When a site implements something, it is always to serve their interests; however, this sometimes coincides with serving the user's interests as well, e.g. as in "protecting the users against themselves", which is the case here.
The point of the restrictions is to (try to) make the password harder to guess by an attacker. Truly, preventing some users from using some specific password values mathematically reduces the number of possible passwords; but, practically, this is more about forbidding the easy passwords that users would almost always choose if they had the choice. The total number of possible passwords is ludicrously large. If we consider that a password may include letters (lowercase and uppercase), digits, and, say, some punctuation signs which are accessible from a common keyboard; and if we allow passwords to go up to 30 characters in length, then the number of possible passwords is equal to 157935773974908502215194845377591539584935386309545795005451 (including the "empty password" of length 0; otherwise, subtract 1 to that count). Possible passwords are not a scarce resource, and there is little problem in removing a few billions from that count.
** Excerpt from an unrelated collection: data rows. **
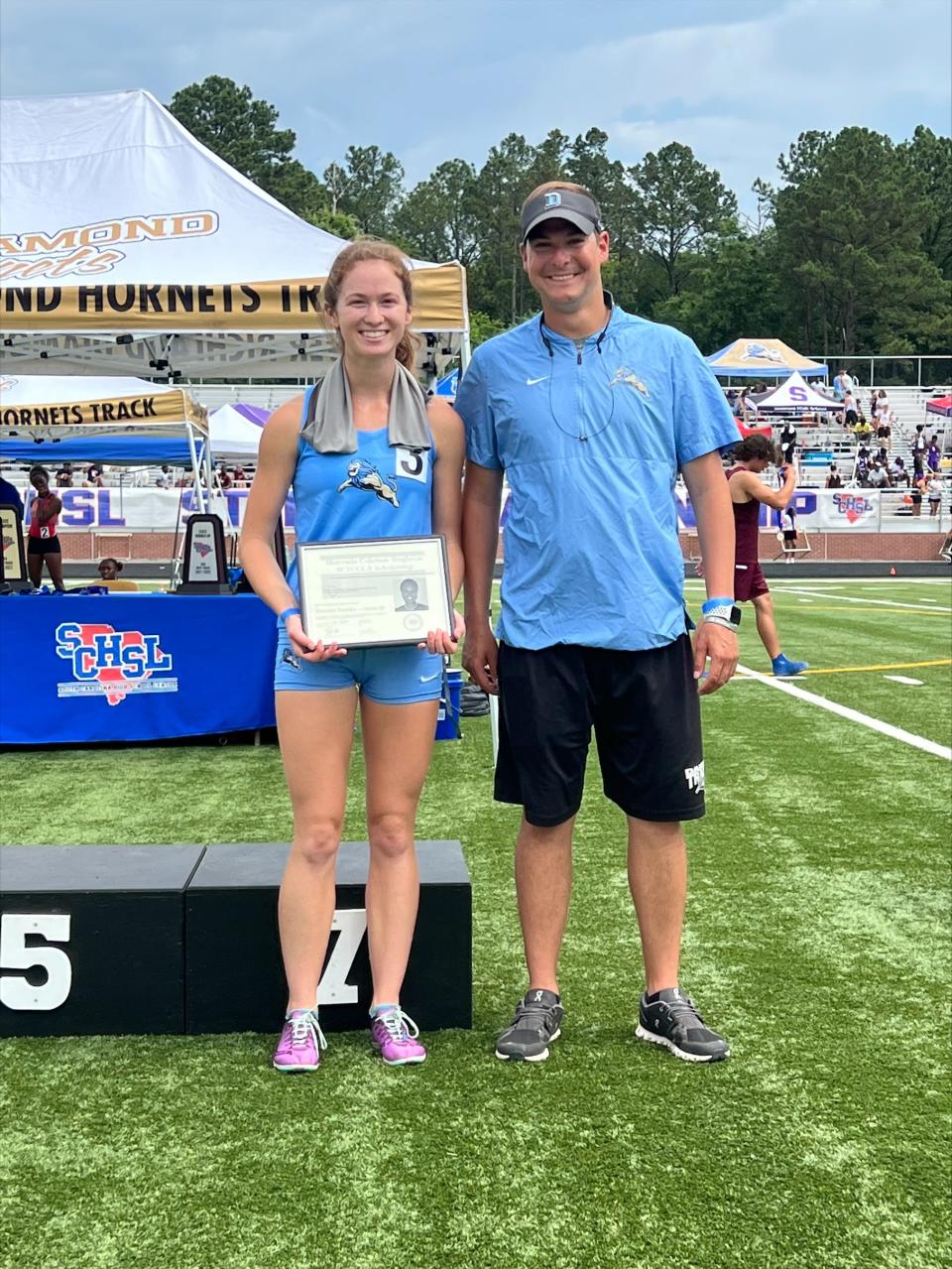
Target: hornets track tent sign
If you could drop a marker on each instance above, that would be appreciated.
(50, 406)
(762, 359)
(127, 246)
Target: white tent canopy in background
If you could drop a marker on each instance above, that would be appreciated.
(126, 246)
(232, 436)
(795, 394)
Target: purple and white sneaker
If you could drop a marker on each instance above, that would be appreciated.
(300, 1043)
(395, 1035)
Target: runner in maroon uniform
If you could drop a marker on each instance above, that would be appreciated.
(747, 491)
(42, 540)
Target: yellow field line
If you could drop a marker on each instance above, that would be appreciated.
(862, 669)
(909, 608)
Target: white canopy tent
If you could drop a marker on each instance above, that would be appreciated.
(130, 248)
(795, 394)
(232, 436)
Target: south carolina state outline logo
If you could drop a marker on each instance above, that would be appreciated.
(109, 663)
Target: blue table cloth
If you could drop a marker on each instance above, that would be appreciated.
(78, 669)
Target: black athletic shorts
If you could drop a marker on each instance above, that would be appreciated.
(44, 546)
(647, 718)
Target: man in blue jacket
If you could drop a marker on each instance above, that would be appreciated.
(590, 413)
The scare resource is user imagination and patience. Given the possibility, most users will use short passwords with only lowercase letters, because that's what most easy to remember and type. And they will pick "meaningful" words, e.g. "castle" and not "bsigrz". The attacker knows that: easy passwords are the first that he will try, and there are not many of them, so the attacker will succeed.
The "password rules" are an attempt to force users away from the easy passwords. If you force them to include a digit and an uppercase letter, they will do so, but with a digit that the attacker cannot predict, and with the uppercaseness applied to a random letter. (At least theoretically; in practice, users will put the uppercase on the first letter, and the digit will be added at the end, and will be a '1'). The fervent hope is that this will increase the number of possible passwords that user will effectively choose, and thus make things harder for the attacker.
Password rules may backfire, sometimes spectacularly; users will forget their password and nag the helpdesk; users will write the password on a stick-up note cunningly concealed under the keyboard. (As far as backfiring goes, writing a complex password on a piece of paper stored in the user's wallet is not that bad: at least, users care about the whereabouts of their wallet.) One very common instance of backfiring is, exactly, having a "usual" password which the user uses with many sites. This means that a security breach on one site immediately extends to all other sites on which the user also has an account. That's Bad.